Now the body is that which loses life, and as the result of losing it becomes dead. To the body, therefore, the term dead is only suitable. Moreover, as resurrection accrues to what is dead, and dead is a term applicable only to a body, therefore the body alone has a resurrection incidental to it. So again the word Resurrection, or (rising again), embraces only that which has fallen down. “To rise,” indeed, can be predicated of that which has never fallen down, but had already been always lying down. But “to rise again” is predicable only of that which has fallen down; because it is by rising again, in consequence of its having fallen down, that it is said to have re-risen.

Tertullian
The Five Books Against Marcion, Book V
Chapter IX

Sleep is an icon of the bodily resurrection

Accordingly, when the body shakes off its slumber, it asserts before your eye the resurrection of the dead by its own resumption of its natural functions.  Such, therefore, must be both the natural reason and the reasonable nature of sleep. If you only regard it as the image of death, you initiate faith, you nourish hope, you learn both how to die and how to live, you learn watchfulness, even while you sleep.

Tertullian
A Treatise on the Soul
Chapter XLIII

The soul awaits the last judgement after death. Christ preached to the souls in Hades.

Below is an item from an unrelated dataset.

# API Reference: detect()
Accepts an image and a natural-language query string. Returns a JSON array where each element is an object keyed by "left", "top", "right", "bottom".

But what is that which is removed to Hades after the separation of the body; which is there detained; which is reserved until the day of judgment; to which Christ also, on dying, descended? I imagine it is the souls of the patriarchs.

Tertullian
A Treatise on the Soul
Chapter VII

People continue to exist as disembodied souls after death and before the resurrection

Even now, as the matter refers to thy opinion on a point the more closely belonging to thee, in so far as it bears on thy personal well-being, we maintain that after life has passed away thou still remainest in existence, and lookest forward to a day of judgment, and according to thy deserts art assigned to misery or bliss, in either way of it for ever; that, to be capable of this, thy former substance must needs return to thee, the matter and the memory of the very same human being: for neither good nor evil couldst thou feel if thou wert not endowed again with that sensitive bodily organization, and there would be no grounds for judgment without the presentation of the very person to whom the sufferings of judgment were due. That

Tertullian
The Soul’s Testimony
Chapter IV

Our souls will return to the same bodies

Ridicule, therefore, as much as you like the excessive stupidity of such minds as die that they may live; but then, in order that you may be able to laugh more merrily, and deride us with greater boldness, you must take your sponge, or perhaps your tongue, and wipe away those records of yours every now and then cropping out, which assert in not dissimilar terms that souls will return to bodies. But how much more worthy of acceptance is our belief which maintains that they will return to the same bodies!

Tertullian
Ad Nationes, Book I
Chapter XIX

Christianity is about the death of death

Christianity is a belief, first of all and above all, in the fact that Christ did not remain in the grave, that life shone forth from death, and that in Christ’s Resurrection from the dead, the absolute, all-encompassing law of dying and death, which tolerated no exceptions, was somehow blown apart and overcome from within.

Fr. Alexander Schmemann
The Christian Concept of Death

Christ saves the entire man — body and soul

Now, since he consists of two parts, body and soul, the point to be inquired into is, in which of these two man would seem to have been lost? If in his body, then it is his body, not his soul, which is lost. What, however, is lost, the Son of man saves. The body, therefore, has the salvation. If, (on the other hand,) it is in his soul that man is lost, salvation is designed for the lost soul; and the body which is not lost is safe. If, (to take the only other supposition,) man is wholly lost, in both his natures, then it necessarily follows that salvation is appointed for the entire man; and then the opinion of the heretics is shivered to pieces, who say that there is no salvation of the flesh. And this affords a confirmation that Christ belongs to the Creator, who followed the Creator in promising the salvation of the whole man.

Tertullian
The Five Books Against Marcion, Book IV
Chapter XXXVII

Christ regenerated our lives through incarnation and resurrection

…none but Christ could become incarnate by being born of the flesh in order that by His own nativity He might regenerate our birth, and might further by His death also dissolve our death, by rising again in that flesh in which, that He might even die, He was born.